US oil demand and import sources: Key factors affecting the future
With high oil prices and the economic recession, both US and global oil demand declined in 2008. In the United
States, domestic crude oil production, refinery outputs, finished product net imports, and crude oil imports all
declined from prior year levels.
Historically, US petroleum demand peaked in 2005 at 20.8 mm bpd, remained relatively flat in 2006-07, and then
dropped to 19.4 mm bpd in 2008. As a general rule, US petroleum product demand tends to be met first by domestic
refinery output, with finished product imports satisfying the remainder. (This is something of an oversimplification;
sometimes nearer and cheaper product imports from Canada, Mexico, the Caribbean, or even Europe displace US refinery
production.)
US refinery inputs, in turn, tend to be satisfied by domestic crude oil production first, and imports second.
Consequently, we tend to think of the requirement for crude oil imports to the United States as largely the remainder
of US refinery crude oil requirements less domestic crude production. Any crude oil imports over or under this level
tend to make crude oil inventories (stocks) rise or fall.
In 2008, US crude oil refinery inputs dropped by 511,000 bpd, and domestic crude oil production decreased by 109,000
bpd, leaving a decrease in the "need" for crude oil imports of 402,000 bpd. However, crude oil imports fell by only
275,000 bpd, and crude oil stocks grew. (Crude oil exports are negligible.)
The sources of crude oil
About half of US supply has been coming from the Western Hemisphere (Canada, Mexico and South America combined).
Canada has generally been a growing source of US imports since the early 1980's, and in 2008 represented about 40 %
of Western Hemisphere supply. At the same time, imports from Mexico and Venezuela, which averaged about 57 % share of
Western Hemisphere crude supply from 2000-2005 to the US, have been declining. In 2008, these two countries were down
to about 46 % of Western Hemisphere supply.
Brazilian supplies have increased and are expected to continue to increase in the future, but represented less than 5
% of Western Hemisphere crude oil imports to the US in 2008. Outside the Western Hemisphere, supplies from Europe
have declined with North Sea production, while supplies from Africa (e.g., Algeria and Angola) have grown. The Middle
East remains a major source of supply to the US, providing over 24 % of our crude imports in 2008.
Turning to 2009, crude oil imports continued to decline during the first quarter 2009, dropping 235,000 bpd from
first quarter 2008. One significant change from the longer term trend has been a decline in crude oil imports sourced
from the Middle East, mainly reflecting a decline in imports from Saudi Arabia and Iraq. US crude imports from Saudi
Arabia dropped to 944,000 bpd in March 2009, their lowest level since November 1988.
Declines in African imports also stand out. Most of the first quarter decline in imports from Africa stemmed from the
loss of supplies from Nigeria, which dropped almost 500,000 bpd as political unrest continued to interrupt production
in that country. Increases from Angola and other African countries helped to counter some of that loss. Total US
crude imports from members of the Organization of the Petroleum Exporting Countries (OPEC) fell below 5 mm bpd in
both February and March, the first two consecutive months below that level since 2006.
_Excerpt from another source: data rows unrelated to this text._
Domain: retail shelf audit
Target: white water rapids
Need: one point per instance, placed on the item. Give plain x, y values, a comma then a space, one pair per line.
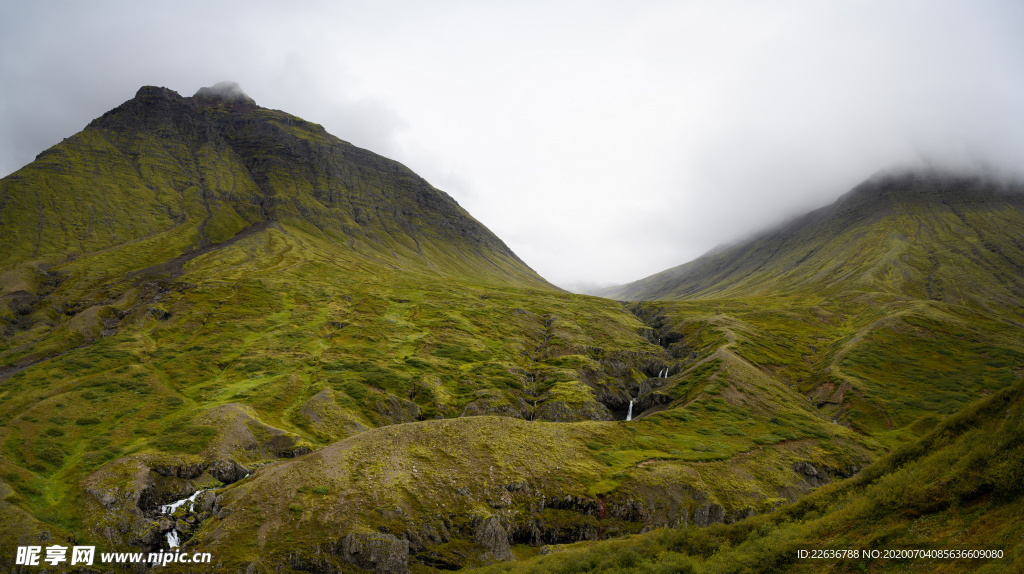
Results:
173, 540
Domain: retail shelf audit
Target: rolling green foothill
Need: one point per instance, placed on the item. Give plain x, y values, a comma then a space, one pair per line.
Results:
201, 294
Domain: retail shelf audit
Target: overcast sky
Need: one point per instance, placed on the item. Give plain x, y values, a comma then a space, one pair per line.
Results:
603, 141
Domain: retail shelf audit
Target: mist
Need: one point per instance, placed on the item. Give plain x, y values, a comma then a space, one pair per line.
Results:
602, 142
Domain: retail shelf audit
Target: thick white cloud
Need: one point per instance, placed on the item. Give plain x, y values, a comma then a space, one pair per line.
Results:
602, 141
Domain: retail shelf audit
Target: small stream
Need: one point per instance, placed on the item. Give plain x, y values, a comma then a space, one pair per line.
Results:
173, 539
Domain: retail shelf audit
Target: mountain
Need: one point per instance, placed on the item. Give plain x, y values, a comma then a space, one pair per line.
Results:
163, 175
929, 235
203, 298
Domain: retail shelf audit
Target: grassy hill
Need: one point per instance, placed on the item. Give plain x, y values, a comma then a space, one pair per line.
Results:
201, 294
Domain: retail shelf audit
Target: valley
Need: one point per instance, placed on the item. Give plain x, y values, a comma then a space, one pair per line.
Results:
203, 295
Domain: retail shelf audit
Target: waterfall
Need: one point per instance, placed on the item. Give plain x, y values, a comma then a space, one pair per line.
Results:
173, 540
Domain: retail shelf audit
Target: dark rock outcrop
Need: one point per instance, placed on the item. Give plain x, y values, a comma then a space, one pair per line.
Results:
381, 554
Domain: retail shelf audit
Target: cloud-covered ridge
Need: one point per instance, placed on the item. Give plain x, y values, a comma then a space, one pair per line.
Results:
226, 90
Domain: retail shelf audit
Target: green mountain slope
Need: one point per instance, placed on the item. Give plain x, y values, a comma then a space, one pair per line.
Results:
927, 235
199, 290
162, 176
958, 489
200, 294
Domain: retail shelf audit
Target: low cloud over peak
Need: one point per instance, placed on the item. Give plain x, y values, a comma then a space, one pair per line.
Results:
226, 90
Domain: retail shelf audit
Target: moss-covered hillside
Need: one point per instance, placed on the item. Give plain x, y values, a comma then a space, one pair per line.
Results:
200, 294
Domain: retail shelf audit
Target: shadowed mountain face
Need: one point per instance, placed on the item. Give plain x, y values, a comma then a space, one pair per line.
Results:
167, 174
200, 294
933, 236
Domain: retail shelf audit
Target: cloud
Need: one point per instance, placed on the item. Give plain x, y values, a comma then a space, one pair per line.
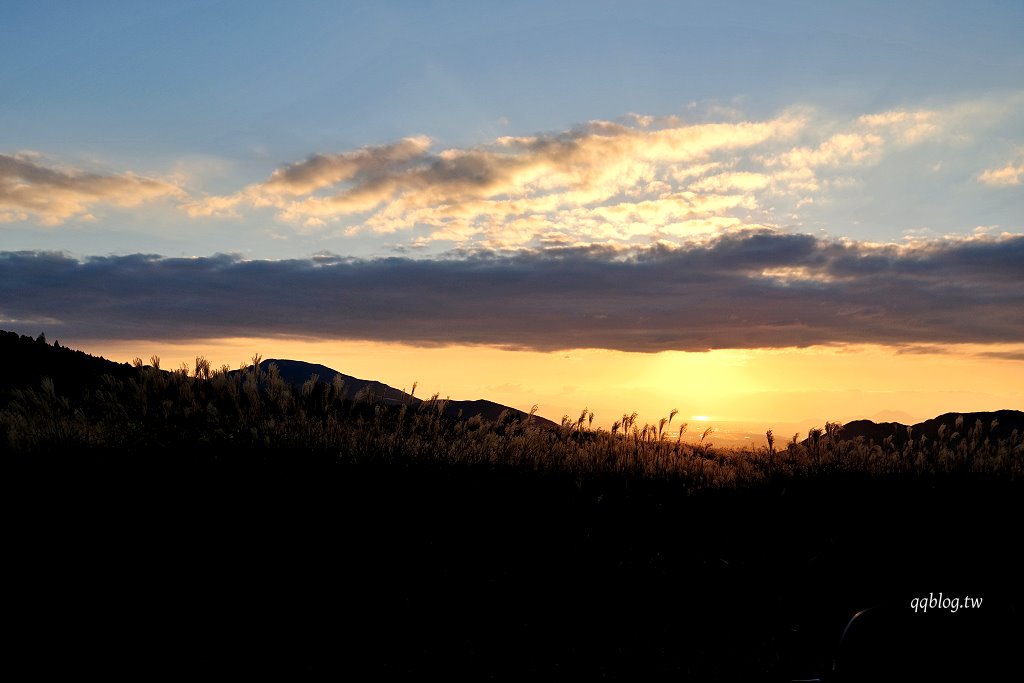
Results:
479, 194
30, 190
749, 290
1010, 174
620, 182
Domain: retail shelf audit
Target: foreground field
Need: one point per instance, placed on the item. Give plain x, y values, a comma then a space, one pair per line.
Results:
207, 522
Historically, economic recovery has led to a rebound in demand for oil. As the US comes out of its current economic
downturn, the level of crude oil imports will depend on several key factors.
First, US crude oil production is expected to increase, mainly due to the start of operations at several major
platforms in the deepwater Gulf of Mexico.
Second, at least a modest portion of any demand growth will be served by biofuels given the steadily increasing
mandate for their use required by the updated renewable fuel standard established by the Energy Independence and
Security Act of 2007.
Third, demand growthresulting from an improved economy will to some extent be offset by requirements for increased
fuel efficiency of new vehicles, an effect that will tend to increase over time as the existing vehicle fleet turns
over.
Our future crude oil import sources will depend on production trends in the different regions, as well as the mix of
oil products demanded by US consumers, which affects the attractiveness of different crude streams to US refiners.
With respect to production trends, it is clear that OPEC members in the Middle East, who have absorbed the bulk of
production cuts made in the present global economic downturn and are also adding to their production capacity, are
well-situated to supply a major portion of the oil that would be required to meet growing global oil demand as the
world economy recovers.
Over the longer term, decisions made regarding the pace of development in the Canadian oil sands and Brazil's major
offshore resources will also have important implications for the sourcing of US crude oil imports.